The chart below depicts the story above and overlays the relationship between CAC and customer adoption. The red line tracks the cost of acquiring customers as we move through the customer adoption curve, while the area under the blue represents customer adoption over time.

CAC Chart

What can be dangerous about investing in growth-stage businesses is the bottoming out of CAC some companies see in the early adopter phase. The LTVs look strong because early adopters tend to be higher value users in general, and the CACs look compelling because those same early adopters need less convincing to try something. Naturally, most growth stage businesses we look at are “early” relative to their overall lifecycle, which brings us to our next point.

Building in margin of safety

They key is to build in margin of safety around unit economic assumptions, so that even if the LTVs go down or CACs go up, you are still in the clear on profitable customer acquisition.

We recently went through this exercise with a new investment. When we dug into the data, we saw that the company was generating enough LTV in its first three months to recover the full cost of acquiring a customer. We rarely see that sort of payback in the deals we look at, and we know from our benchmarks that many great internet companies have CAC payback in the one year range. The result was a very high LTV/CAC ratio.

The fact that we had this margin of safety in the unit economics was a key attribute in building conviction around the opportunity.
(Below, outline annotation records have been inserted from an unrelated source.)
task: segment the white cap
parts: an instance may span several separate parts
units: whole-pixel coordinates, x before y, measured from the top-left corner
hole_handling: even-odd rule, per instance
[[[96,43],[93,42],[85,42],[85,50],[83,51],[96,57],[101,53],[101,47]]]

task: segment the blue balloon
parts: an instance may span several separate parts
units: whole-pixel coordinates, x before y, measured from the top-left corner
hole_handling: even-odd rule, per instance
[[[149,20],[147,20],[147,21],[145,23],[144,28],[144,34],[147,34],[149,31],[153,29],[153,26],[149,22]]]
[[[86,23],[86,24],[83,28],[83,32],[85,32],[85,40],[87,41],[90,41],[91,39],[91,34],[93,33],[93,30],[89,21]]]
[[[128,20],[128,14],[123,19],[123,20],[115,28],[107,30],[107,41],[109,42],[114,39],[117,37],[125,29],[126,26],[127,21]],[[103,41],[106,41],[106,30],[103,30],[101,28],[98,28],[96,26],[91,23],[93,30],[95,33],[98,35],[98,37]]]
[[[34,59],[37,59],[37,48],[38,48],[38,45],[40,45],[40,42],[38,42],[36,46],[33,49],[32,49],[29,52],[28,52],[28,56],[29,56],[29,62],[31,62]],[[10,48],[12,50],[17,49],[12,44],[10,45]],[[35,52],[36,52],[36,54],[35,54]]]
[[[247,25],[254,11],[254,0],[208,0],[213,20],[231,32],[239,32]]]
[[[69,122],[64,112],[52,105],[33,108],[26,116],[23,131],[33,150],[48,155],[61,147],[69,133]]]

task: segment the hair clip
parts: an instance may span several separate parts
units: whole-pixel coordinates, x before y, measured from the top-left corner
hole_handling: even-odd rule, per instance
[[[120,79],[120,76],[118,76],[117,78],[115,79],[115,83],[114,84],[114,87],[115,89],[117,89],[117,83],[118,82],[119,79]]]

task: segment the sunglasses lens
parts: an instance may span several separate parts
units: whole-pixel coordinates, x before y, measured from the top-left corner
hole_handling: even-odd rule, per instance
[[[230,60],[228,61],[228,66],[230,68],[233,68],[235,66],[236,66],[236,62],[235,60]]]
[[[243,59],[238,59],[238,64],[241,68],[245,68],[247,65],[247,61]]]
What we typically find is that these sorts of specific indicators tend to be reflected in the overall capital efficiency of a business.
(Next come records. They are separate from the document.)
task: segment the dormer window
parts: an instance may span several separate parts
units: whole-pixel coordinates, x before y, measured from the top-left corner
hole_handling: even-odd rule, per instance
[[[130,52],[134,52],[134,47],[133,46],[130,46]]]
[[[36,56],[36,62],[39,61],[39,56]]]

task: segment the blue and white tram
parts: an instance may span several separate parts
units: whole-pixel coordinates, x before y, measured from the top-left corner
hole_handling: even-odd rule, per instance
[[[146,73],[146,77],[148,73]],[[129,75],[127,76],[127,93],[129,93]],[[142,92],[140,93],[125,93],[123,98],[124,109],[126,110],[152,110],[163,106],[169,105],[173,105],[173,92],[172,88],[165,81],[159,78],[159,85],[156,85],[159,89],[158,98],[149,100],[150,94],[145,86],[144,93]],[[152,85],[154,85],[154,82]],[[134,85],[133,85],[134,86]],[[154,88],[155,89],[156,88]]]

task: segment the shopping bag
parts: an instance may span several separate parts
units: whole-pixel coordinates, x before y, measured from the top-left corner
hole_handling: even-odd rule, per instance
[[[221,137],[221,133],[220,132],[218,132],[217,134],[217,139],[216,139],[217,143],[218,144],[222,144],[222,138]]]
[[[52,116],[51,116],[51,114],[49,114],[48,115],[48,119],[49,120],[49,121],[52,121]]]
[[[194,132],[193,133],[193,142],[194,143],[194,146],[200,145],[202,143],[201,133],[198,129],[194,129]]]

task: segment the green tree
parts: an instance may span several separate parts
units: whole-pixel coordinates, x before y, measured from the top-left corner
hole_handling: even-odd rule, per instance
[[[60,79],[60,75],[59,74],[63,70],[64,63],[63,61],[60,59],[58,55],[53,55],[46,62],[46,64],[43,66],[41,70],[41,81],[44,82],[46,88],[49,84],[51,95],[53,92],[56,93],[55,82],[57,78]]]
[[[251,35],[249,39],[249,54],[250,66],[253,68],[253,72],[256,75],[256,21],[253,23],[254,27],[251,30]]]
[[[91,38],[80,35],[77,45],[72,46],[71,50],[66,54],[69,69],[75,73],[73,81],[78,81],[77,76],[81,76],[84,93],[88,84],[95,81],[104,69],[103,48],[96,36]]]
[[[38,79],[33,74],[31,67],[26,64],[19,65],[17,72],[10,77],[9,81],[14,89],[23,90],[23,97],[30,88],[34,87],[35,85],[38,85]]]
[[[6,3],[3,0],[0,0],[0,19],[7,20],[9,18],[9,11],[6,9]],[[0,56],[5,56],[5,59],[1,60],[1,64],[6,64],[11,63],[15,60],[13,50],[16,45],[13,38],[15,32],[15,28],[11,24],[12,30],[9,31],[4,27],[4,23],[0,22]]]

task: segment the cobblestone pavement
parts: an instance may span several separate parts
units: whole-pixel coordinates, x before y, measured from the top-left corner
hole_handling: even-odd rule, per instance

An example of a business with amazing CAC dynamics is TripAdvisor. Businesses built on user generated content are amazing because the reviews (what is being “sold”) are free to create. TripAdvisor does not need to solicit customers—people seek out the reviews themselves. Lastly, as the company has more reviews, it becomes nearly impossible to replicate, creating a moat around its LTV or the ad revenue it generates for routing eyeballs.

Tying it all together

From this thought piece, we hope you have a better perspective on how we measure companies. The truth is that given the rate of innovation for technology companies, it is nearly impossible to predict how all these variables play out, and we have really have no clue what is going to happen five years in the future for any of our companies. What matters is building a framework that enables us to distinguish what separates good businesses from great businesses, and building in enough margin of safety so that if we are wrong, our investments don’t turn upside down.

Even more importantly, it is about backing entrepreneurs who use data to run their business and think critically about measuring their own businesses the way we do. They should know these numbers like the back of their hand, and should build them into their KPIs and dashboards. When we see a strong grasp of these metrics and a constant tinkering of how to improve them, it gives us confidence that our management teams are thinking about value creation in the right way. These qualities are something we look for and test by having in depth conversations and getting into the weeds. The best entrepreneurs understand their businesses strategically at 50,000 feet and tactically at ground level, and they aspire to operate like their high performing peers with best in class benchmarks.

I am confident that by backing these types of entrepreneurs, and applying a repeatable, intellectually honest framework for evaluating companies, we can generate superior risk-adjusted returns for our investors. In the current environment we are in, it can be hard to bid against investors who are willing to build in less margin of safety and take bolder (read: crazier) leaps of faith than we are. As long as we stick to the playbook and are patient, I am looking forward to what is ahead.